Bir başka mesele: Kemalizmin rövanşını ondan daha sert ve gittikçe muhafazakârlaşan ve yine tek adamlıktan beslenen bir yapıyla almaya kalkarsan tahmin edemeyeceğin kadar sert bir dalga gelir seni vurur.
"STAR'DAKİ YERİMDEN ENDİŞE ETMİYORUM ÇÜNKÜ..."
-Siz Star gazetesindeki yerinizden endişe ediyor musunuz?

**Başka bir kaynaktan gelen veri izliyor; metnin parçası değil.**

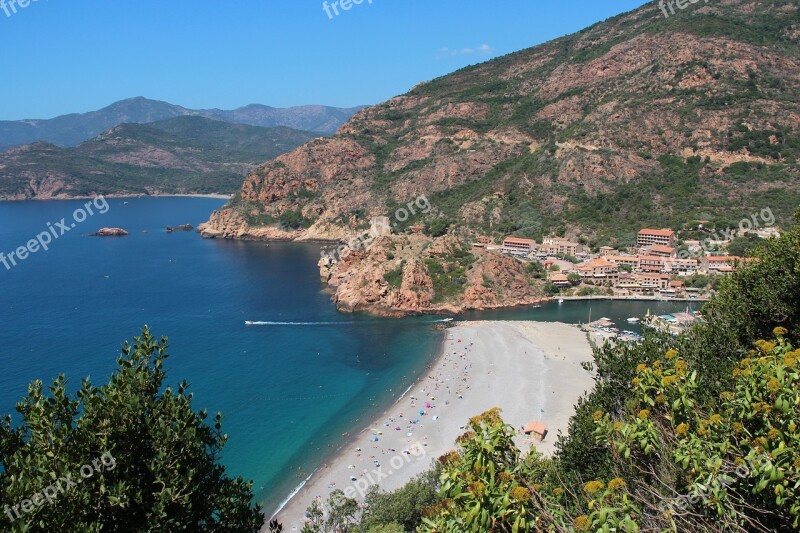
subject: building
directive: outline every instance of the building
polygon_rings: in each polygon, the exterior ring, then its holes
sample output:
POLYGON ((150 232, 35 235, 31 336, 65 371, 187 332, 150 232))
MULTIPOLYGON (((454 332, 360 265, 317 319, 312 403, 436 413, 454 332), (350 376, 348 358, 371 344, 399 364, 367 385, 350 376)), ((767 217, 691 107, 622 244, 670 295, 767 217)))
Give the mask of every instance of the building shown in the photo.
POLYGON ((639 272, 667 272, 671 271, 671 267, 667 267, 667 262, 670 261, 666 257, 657 257, 652 255, 643 255, 639 257, 636 265, 636 270, 639 272))
POLYGON ((536 241, 533 239, 518 239, 517 237, 506 237, 503 240, 501 251, 506 254, 527 255, 536 251, 536 241))
POLYGON ((669 274, 633 274, 634 281, 649 290, 661 290, 669 287, 669 274))
POLYGON ((583 252, 583 246, 561 237, 545 237, 539 248, 540 255, 571 255, 576 256, 583 252))
POLYGON ((652 244, 640 249, 640 255, 651 255, 654 257, 675 257, 675 248, 664 246, 663 244, 652 244))
POLYGON ((675 246, 675 232, 671 229, 643 229, 639 230, 636 239, 636 246, 650 246, 660 244, 662 246, 675 246))
POLYGON ((639 266, 639 258, 633 255, 607 255, 604 259, 620 266, 627 265, 631 268, 639 266))
POLYGON ((672 267, 671 270, 673 274, 694 274, 698 270, 700 270, 700 261, 697 259, 680 259, 680 258, 673 258, 670 259, 667 263, 668 266, 672 267))
POLYGON ((736 264, 741 260, 733 255, 709 255, 703 258, 703 268, 710 273, 730 274, 736 271, 736 264))
POLYGON ((602 257, 578 265, 577 270, 584 281, 614 285, 619 280, 619 267, 602 257))
POLYGON ((425 226, 411 226, 409 229, 414 233, 422 233, 425 231, 425 226))

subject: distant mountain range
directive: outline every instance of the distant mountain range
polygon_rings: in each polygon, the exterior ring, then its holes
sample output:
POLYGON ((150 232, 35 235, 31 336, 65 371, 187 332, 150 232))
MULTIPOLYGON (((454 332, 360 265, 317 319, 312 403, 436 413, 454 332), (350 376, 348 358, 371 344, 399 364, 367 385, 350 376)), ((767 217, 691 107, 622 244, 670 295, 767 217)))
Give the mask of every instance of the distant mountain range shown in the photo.
POLYGON ((120 124, 149 124, 185 116, 264 128, 286 126, 329 135, 360 109, 319 105, 275 108, 253 104, 231 111, 195 110, 137 97, 89 113, 72 113, 47 120, 0 121, 0 151, 34 142, 47 142, 61 147, 76 146, 120 124))
MULTIPOLYGON (((139 119, 163 111, 148 114, 146 102, 140 101, 139 119)), ((121 113, 116 117, 132 118, 121 113)), ((0 153, 0 198, 232 194, 257 164, 316 137, 319 133, 285 126, 264 128, 200 116, 121 124, 77 147, 38 142, 0 153)))

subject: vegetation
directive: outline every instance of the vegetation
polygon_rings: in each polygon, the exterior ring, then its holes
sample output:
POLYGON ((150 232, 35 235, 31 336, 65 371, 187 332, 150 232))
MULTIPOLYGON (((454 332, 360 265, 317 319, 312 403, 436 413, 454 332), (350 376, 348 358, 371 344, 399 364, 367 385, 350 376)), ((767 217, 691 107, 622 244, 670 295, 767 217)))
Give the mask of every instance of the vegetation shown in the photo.
POLYGON ((475 262, 469 245, 459 243, 448 254, 424 260, 428 275, 433 281, 435 303, 450 300, 464 292, 467 270, 475 262))
POLYGON ((251 484, 219 464, 222 416, 210 426, 185 382, 164 387, 167 357, 145 328, 100 388, 87 379, 73 397, 64 376, 30 385, 20 423, 0 423, 0 501, 17 505, 0 529, 259 531, 251 484))

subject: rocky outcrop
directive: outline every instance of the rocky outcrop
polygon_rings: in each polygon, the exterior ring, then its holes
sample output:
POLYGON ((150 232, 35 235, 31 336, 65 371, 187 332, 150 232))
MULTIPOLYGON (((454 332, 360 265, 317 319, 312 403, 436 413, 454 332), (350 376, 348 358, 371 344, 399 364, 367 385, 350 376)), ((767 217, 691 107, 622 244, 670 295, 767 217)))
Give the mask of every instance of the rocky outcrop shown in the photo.
POLYGON ((90 237, 124 237, 128 232, 122 228, 100 228, 97 232, 90 234, 90 237))
POLYGON ((191 224, 181 224, 180 226, 167 226, 167 233, 174 233, 176 231, 192 231, 194 226, 191 224))
POLYGON ((333 289, 332 300, 343 312, 455 314, 546 299, 542 282, 526 273, 524 263, 483 249, 467 251, 467 246, 452 236, 385 236, 366 249, 345 249, 338 262, 323 257, 320 274, 333 289), (466 252, 466 256, 459 260, 456 257, 462 255, 460 252, 466 252), (458 281, 447 287, 449 274, 460 278, 459 267, 463 265, 468 265, 463 285, 458 281), (438 266, 444 273, 438 275, 437 286, 437 274, 432 271, 438 266), (450 292, 453 288, 456 290, 450 292))

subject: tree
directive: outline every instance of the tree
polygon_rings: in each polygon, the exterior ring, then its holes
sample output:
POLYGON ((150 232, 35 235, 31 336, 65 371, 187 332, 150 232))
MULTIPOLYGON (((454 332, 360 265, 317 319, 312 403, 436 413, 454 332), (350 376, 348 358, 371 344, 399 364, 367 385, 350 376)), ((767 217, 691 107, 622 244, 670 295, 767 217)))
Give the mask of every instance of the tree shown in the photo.
POLYGON ((185 382, 163 388, 167 357, 145 328, 101 388, 86 379, 72 397, 63 375, 29 386, 20 425, 0 423, 0 501, 16 504, 0 529, 259 531, 251 483, 219 464, 222 416, 209 426, 185 382))
POLYGON ((425 225, 425 231, 431 237, 441 237, 450 228, 450 221, 446 218, 434 218, 425 225))
POLYGON ((570 283, 572 283, 573 285, 580 285, 580 284, 581 284, 581 280, 582 280, 583 278, 582 278, 582 277, 581 277, 581 275, 580 275, 580 274, 578 274, 577 272, 570 272, 569 274, 567 274, 567 279, 568 279, 568 280, 569 280, 569 282, 570 282, 570 283))
POLYGON ((371 487, 364 498, 366 505, 355 531, 388 533, 392 527, 398 527, 401 532, 416 531, 423 511, 437 499, 438 478, 438 472, 430 470, 394 492, 381 492, 377 486, 371 487))

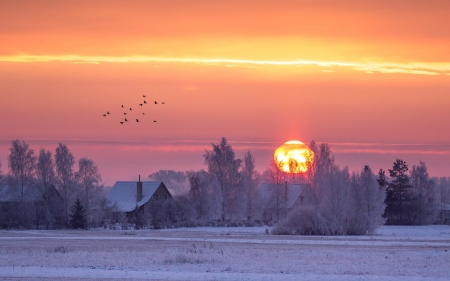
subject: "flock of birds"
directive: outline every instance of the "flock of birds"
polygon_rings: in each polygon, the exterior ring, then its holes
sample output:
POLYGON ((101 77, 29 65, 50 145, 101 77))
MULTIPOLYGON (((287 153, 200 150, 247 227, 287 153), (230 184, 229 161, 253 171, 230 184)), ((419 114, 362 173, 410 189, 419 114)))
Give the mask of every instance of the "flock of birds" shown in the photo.
MULTIPOLYGON (((146 105, 149 104, 149 103, 147 103, 147 101, 145 100, 145 98, 146 98, 147 96, 146 96, 146 95, 143 95, 142 97, 144 98, 144 100, 143 100, 141 103, 139 103, 139 107, 144 107, 144 106, 146 106, 146 105)), ((165 102, 158 103, 157 101, 154 101, 153 104, 165 104, 165 102)), ((133 108, 130 107, 130 109, 128 110, 128 109, 127 109, 128 107, 125 107, 123 104, 122 104, 121 108, 122 108, 122 110, 124 111, 124 112, 123 112, 124 117, 123 117, 123 120, 120 121, 119 123, 120 123, 121 125, 123 125, 123 124, 129 122, 128 119, 127 119, 127 116, 129 116, 129 115, 131 114, 130 111, 133 111, 133 108)), ((138 111, 138 110, 135 110, 135 111, 138 111)), ((106 113, 103 114, 103 117, 107 117, 107 116, 110 115, 110 114, 111 114, 111 113, 110 113, 109 111, 106 111, 106 113)), ((142 115, 145 115, 145 112, 142 112, 142 115)), ((128 117, 128 118, 130 118, 130 117, 128 117)), ((141 121, 139 120, 139 118, 130 118, 130 120, 132 120, 132 119, 136 119, 136 122, 138 122, 138 123, 141 122, 141 121)), ((153 122, 156 123, 157 121, 156 121, 156 120, 153 120, 153 122)))

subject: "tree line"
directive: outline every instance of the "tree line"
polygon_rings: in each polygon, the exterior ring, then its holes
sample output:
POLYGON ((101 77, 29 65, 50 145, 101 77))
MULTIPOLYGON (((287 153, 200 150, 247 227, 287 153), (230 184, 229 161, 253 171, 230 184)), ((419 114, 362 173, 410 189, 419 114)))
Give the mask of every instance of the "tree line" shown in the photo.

Elbette etmiyorum, umurumda olmaz. Zaten endişesi olan insan da bunları söylemez, yazmaz, sorgulamaz. Fakat endişesi olanların nasıl bir omurgasızlıkla dalkavukluk yaptığını görüyorum. Fikir tutarlılığının, şefiniz olmadan özerk ve özgür bir adam olmanın maliyeti çok yüksek.
“Köşemi kaybedeceğim” korkusu olanlar da zaten yazarlık işlerine girmesin. Yeri gelmişken şunu da söyleyeyim; Başbakan’ın eleştirmeyenin, Başbakan’ı övmesinin bir anlamı yok.
Kaldı ki Başbakan’ın şöyle hoş bir özelliği de var: Kendisiyle kavga etmeyi göze alamazsan, dost da olamazsın. Başbakan, kendisiyle kavga da edebilen adamlara saygı duyuyor. Fakat burası demokrat bir ülke olmadığı için bu dostane uyarılar dahi algılanmıyor.
Herkes siyasetten ikbal aldığı, siyasette vanayı ele geçiren de “tek adamlığını” ilan ettiği ve buna yönelik bir demokratik direnç henüz yerleşmediği için bunları konuşuyoruz.